La première cause de décès était la récidive de la MEOI (15 des 35 cas décédés). Elle était suivie de l'absence de réponse au traitement (9 cas), ayant entraîné soit le décès, soit l'euthanasie du chien. Les auteurs rappellent que la récidive de MEOI est démontrée comme associée à une durée plus faible de survie. Ils estiment qu'il « serait très intéressant de prévenir les rechutes et d'examiner si certains schémas thérapeutiques ont un taux de rechute plus faible que d'autres », ce que les effectifs de la présente étude ne permettent pas. Pour les effets secondaires du traitement, 9 chiens étant décédé précocement et 7 ayant été perdus de vue, l'analyse a porté sur un total de 47 sujets. Sans surprise, les effets le plus fréquemment rapportés étaient la polyphagie et la polyuro-polydipsie (79 % des cas dans les deux cas), devant la diarrhée (62 %) et les vomissements (36 %).

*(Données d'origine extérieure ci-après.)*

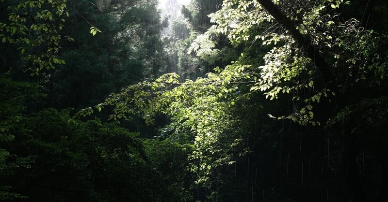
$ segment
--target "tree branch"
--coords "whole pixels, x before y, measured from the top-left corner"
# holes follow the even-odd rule
[[[291,36],[296,41],[298,46],[307,53],[316,65],[322,77],[326,84],[329,83],[331,87],[335,87],[335,80],[329,65],[319,53],[319,49],[314,45],[308,38],[304,37],[296,29],[295,23],[282,13],[272,0],[257,0],[263,7],[277,21],[283,28],[290,32]]]

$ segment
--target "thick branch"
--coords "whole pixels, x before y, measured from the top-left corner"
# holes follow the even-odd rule
[[[290,32],[291,36],[296,41],[299,47],[305,51],[307,56],[314,61],[326,84],[331,83],[332,84],[329,86],[334,87],[335,86],[333,85],[335,84],[334,76],[330,72],[329,65],[324,58],[320,54],[318,47],[314,45],[309,39],[304,37],[296,29],[295,23],[284,15],[272,0],[257,0],[283,28]]]

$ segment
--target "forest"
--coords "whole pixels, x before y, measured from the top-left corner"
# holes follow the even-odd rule
[[[387,16],[0,0],[0,201],[388,201]]]

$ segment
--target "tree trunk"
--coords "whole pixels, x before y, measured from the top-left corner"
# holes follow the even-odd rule
[[[314,45],[309,38],[303,36],[298,29],[296,25],[279,10],[272,0],[257,0],[267,12],[279,23],[283,28],[290,32],[299,48],[304,51],[308,58],[315,63],[322,77],[326,83],[325,87],[330,89],[336,94],[336,105],[335,111],[343,109],[346,106],[345,96],[337,89],[335,79],[330,70],[330,66],[320,53],[318,47]],[[349,121],[349,122],[351,122]],[[357,163],[356,161],[356,137],[351,134],[351,127],[344,126],[345,135],[343,153],[343,164],[342,168],[344,178],[350,188],[353,198],[357,202],[365,201],[362,185],[359,179]]]

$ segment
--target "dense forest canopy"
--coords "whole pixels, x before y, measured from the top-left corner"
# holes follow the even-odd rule
[[[0,200],[388,200],[388,2],[162,1],[0,0]]]

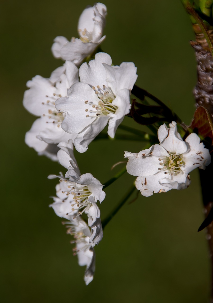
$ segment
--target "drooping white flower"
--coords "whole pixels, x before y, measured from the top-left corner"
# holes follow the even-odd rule
[[[103,185],[91,174],[80,175],[73,154],[71,140],[67,143],[61,142],[58,146],[60,148],[57,155],[59,161],[68,169],[65,178],[62,174],[59,176],[51,175],[48,177],[60,178],[60,183],[56,186],[57,197],[55,198],[55,201],[63,204],[61,205],[61,216],[66,218],[69,219],[70,215],[77,218],[84,212],[87,215],[89,225],[92,231],[90,243],[93,247],[99,243],[103,236],[100,213],[96,204],[98,200],[100,203],[105,198]],[[66,212],[64,213],[65,210]]]
[[[184,141],[173,121],[158,131],[160,145],[152,145],[138,153],[125,152],[128,172],[136,176],[136,188],[143,196],[183,189],[190,184],[189,173],[197,167],[205,169],[210,163],[208,150],[194,133]]]
[[[31,113],[40,118],[27,132],[25,142],[39,154],[56,161],[57,144],[62,141],[74,139],[76,136],[62,128],[61,124],[65,115],[58,112],[55,103],[60,97],[66,96],[67,89],[78,81],[78,68],[67,61],[53,72],[49,78],[37,75],[27,82],[29,89],[25,92],[24,106]]]
[[[78,133],[75,146],[85,152],[89,143],[109,123],[108,133],[113,138],[119,125],[131,107],[130,92],[137,77],[132,62],[111,66],[111,57],[96,54],[95,59],[83,63],[79,69],[81,82],[68,90],[68,98],[56,102],[60,112],[66,114],[62,128]]]
[[[92,236],[90,228],[80,217],[74,218],[73,215],[66,215],[68,208],[67,201],[63,202],[57,198],[54,199],[54,202],[50,206],[52,208],[57,215],[69,220],[63,224],[67,228],[67,233],[73,236],[74,240],[71,241],[71,243],[75,243],[76,245],[73,249],[73,255],[77,255],[78,264],[80,266],[86,266],[84,279],[87,285],[93,279],[95,267],[94,249],[90,243]]]
[[[68,60],[76,65],[80,64],[105,38],[106,36],[102,36],[106,14],[106,7],[103,3],[88,6],[79,20],[80,39],[73,37],[69,42],[65,37],[56,37],[51,49],[54,56]]]

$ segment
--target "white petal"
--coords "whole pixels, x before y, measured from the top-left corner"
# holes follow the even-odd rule
[[[39,140],[36,137],[39,134],[42,126],[41,125],[41,119],[37,119],[33,123],[29,131],[26,133],[25,143],[30,147],[33,147],[36,152],[42,152],[47,147],[48,144]]]
[[[88,32],[92,32],[94,25],[94,22],[93,20],[94,17],[93,8],[92,6],[88,6],[81,13],[78,24],[78,29],[80,36],[82,35],[81,32],[83,32],[85,28]]]
[[[53,84],[55,84],[56,82],[61,81],[61,76],[65,72],[65,65],[64,64],[62,66],[59,66],[52,72],[49,77],[49,81]]]
[[[73,62],[76,65],[79,65],[85,58],[94,52],[105,36],[102,37],[97,42],[84,43],[76,38],[71,42],[68,42],[61,50],[61,58],[64,60]]]
[[[46,143],[58,144],[61,141],[67,142],[70,139],[75,138],[75,135],[65,132],[57,123],[53,123],[53,119],[48,117],[42,117],[39,119],[40,129],[41,130],[37,138]]]
[[[81,174],[77,161],[74,156],[73,140],[69,140],[67,143],[65,142],[60,142],[58,146],[60,148],[57,154],[59,163],[67,169],[71,166],[72,168],[71,169],[72,169],[75,172],[72,172],[71,175],[73,178],[75,178],[74,179],[74,180],[78,179]],[[73,174],[74,175],[73,175]]]
[[[104,199],[106,194],[102,190],[103,185],[91,174],[87,173],[82,175],[76,183],[79,185],[86,185],[96,202],[98,200],[101,203]]]
[[[208,150],[205,148],[203,143],[200,143],[200,139],[194,133],[188,136],[185,142],[188,150],[183,155],[185,165],[181,167],[181,170],[187,175],[197,167],[205,169],[211,162]]]
[[[96,118],[94,113],[86,111],[88,106],[86,101],[98,104],[100,100],[94,90],[84,83],[77,83],[71,86],[71,94],[66,98],[59,98],[55,102],[56,109],[66,114],[61,123],[62,128],[70,134],[80,132]],[[87,117],[88,115],[89,116]]]
[[[52,54],[55,58],[61,58],[60,51],[61,48],[68,40],[65,37],[62,36],[58,36],[54,39],[54,42],[51,48]]]
[[[177,155],[183,154],[187,150],[186,144],[178,132],[177,124],[173,121],[167,128],[165,124],[161,125],[157,132],[160,145],[166,151]]]
[[[158,158],[154,156],[142,158],[132,156],[128,158],[127,170],[128,174],[133,176],[146,177],[154,175],[161,168]]]
[[[151,196],[153,193],[165,192],[171,188],[161,185],[159,179],[165,175],[163,171],[160,171],[155,175],[147,177],[138,177],[135,181],[136,188],[140,191],[141,195],[145,197]]]
[[[137,78],[137,68],[133,62],[123,62],[120,66],[103,65],[107,73],[108,85],[116,92],[116,96],[117,92],[120,89],[132,89]]]
[[[184,189],[187,188],[191,183],[187,175],[181,171],[178,175],[168,174],[167,177],[159,180],[159,183],[162,185],[174,189]],[[166,175],[166,176],[167,175]]]
[[[62,182],[62,184],[64,183]],[[71,195],[69,195],[71,196]],[[73,203],[75,205],[75,202],[73,199],[71,199],[71,197],[69,197],[69,198],[65,200],[64,202],[62,202],[61,199],[59,198],[54,197],[53,199],[55,202],[52,204],[50,204],[49,207],[53,208],[55,213],[59,217],[67,220],[71,220],[73,216],[76,215],[77,213],[77,207],[76,207],[76,209],[74,211],[72,210],[72,208],[74,208],[75,205],[72,207],[71,204]],[[66,215],[67,213],[69,214]]]
[[[79,82],[78,78],[78,68],[75,64],[69,61],[66,61],[66,76],[67,79],[68,87],[69,88],[71,85]]]
[[[103,130],[107,124],[107,116],[97,118],[92,123],[79,133],[75,139],[75,147],[79,152],[85,152],[90,142]]]
[[[88,266],[85,272],[84,281],[86,285],[88,285],[89,283],[90,283],[91,281],[92,281],[93,279],[93,276],[95,268],[95,255],[93,250],[93,249],[92,248],[90,248],[90,251],[92,252],[93,253],[91,262],[89,265]],[[79,257],[79,254],[78,254],[78,255]]]
[[[24,95],[23,105],[25,108],[36,116],[48,112],[51,105],[47,103],[48,98],[46,96],[52,98],[56,92],[56,88],[49,79],[38,75],[28,81],[27,86],[30,89],[25,91]],[[54,105],[52,106],[54,108]]]
[[[107,115],[111,118],[109,121],[107,133],[111,138],[114,138],[118,125],[123,120],[125,115],[129,112],[131,108],[130,91],[128,89],[121,89],[117,93],[115,99],[112,105],[118,106],[115,114],[112,113]]]
[[[161,160],[159,160],[159,157],[168,155],[164,148],[158,144],[141,151],[137,155],[129,156],[126,152],[124,157],[127,157],[129,159],[127,165],[127,172],[140,177],[154,175],[160,170],[159,168],[162,168],[160,165]]]
[[[79,69],[81,82],[88,83],[96,88],[97,85],[101,88],[103,85],[107,86],[106,72],[103,63],[110,65],[112,64],[111,57],[106,53],[98,53],[94,59],[90,61],[88,65],[86,62],[83,63]]]
[[[58,148],[57,147],[57,144],[48,144],[44,150],[38,152],[38,154],[39,156],[46,156],[52,161],[58,161],[57,152],[58,151]]]

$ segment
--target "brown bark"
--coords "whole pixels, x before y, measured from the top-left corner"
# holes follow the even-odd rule
[[[213,38],[213,30],[208,31]],[[213,115],[213,58],[202,33],[196,34],[191,44],[198,62],[198,82],[193,93],[197,105],[205,106]]]
[[[213,38],[213,30],[208,33]],[[198,63],[198,81],[193,93],[197,106],[202,105],[206,107],[213,116],[213,58],[206,40],[202,33],[197,34],[195,41],[191,42],[194,49]],[[212,171],[213,157],[212,161],[205,170],[199,170],[201,183],[206,218],[213,205]],[[210,249],[211,260],[212,284],[211,302],[213,302],[213,222],[207,228],[207,239]]]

Il n'y a eu « que des différences mineures pour les effets indésirables selon les groupes de traitement ». Toutefois, d'une part, tous les chiens ont présenté des effets indésirables et d'autre part, sur les 35 chiens décédés, « seuls deux ont été euthanasiés en raison de causes directement liées aux effets indésirables de leur traitement ». L'un a été euthanasié après 99 jours de corticothérapie, en très mauvais état général, et l'autre après 469 jours de traitement associé au léflunomide, également en mauvais état général.

IRM ou scanner

La publication détaille l'état des animaux et les résultats des examens complémentaires. Lors de la consultation, seuls un quart des chiens étaient vigilants, les autres étaient léthargiques (n=40) à comateux (n=3). La majorité (59 %) étaient ataxiques, et la proprioception était affectée pour au moins un membre pour près de deux chiens sur trois (61 %). Un sur deux avait un réflexe réduit à la menace. Une IRM a été réalisée pour 34 d'entre eux, et seuls 3 présentaient un examen jugé normal. Un scanner a été réalisé pour 27 cas, mais l'examen n'a pas identifié de signes inflammatoires pour la majorité d'entre eux (n=19). Les auteurs précisent que la sensibilité du scanner pour ce type d'affection est nettement plus faible que celle de l'IRM. Une analyse de LCR était disponible pour 45 chiens, dont trois présentaient une cytologie normale (les auteurs présentaient une pléocytose). Au bilan, les auteurs estiment qu'il faut poursuivre l'exploration des MEIO, à la fois pour explorer les mécanismes sous-jacents et pour évaluer les schémas thérapeutiques pouvant prévenir les rechutes.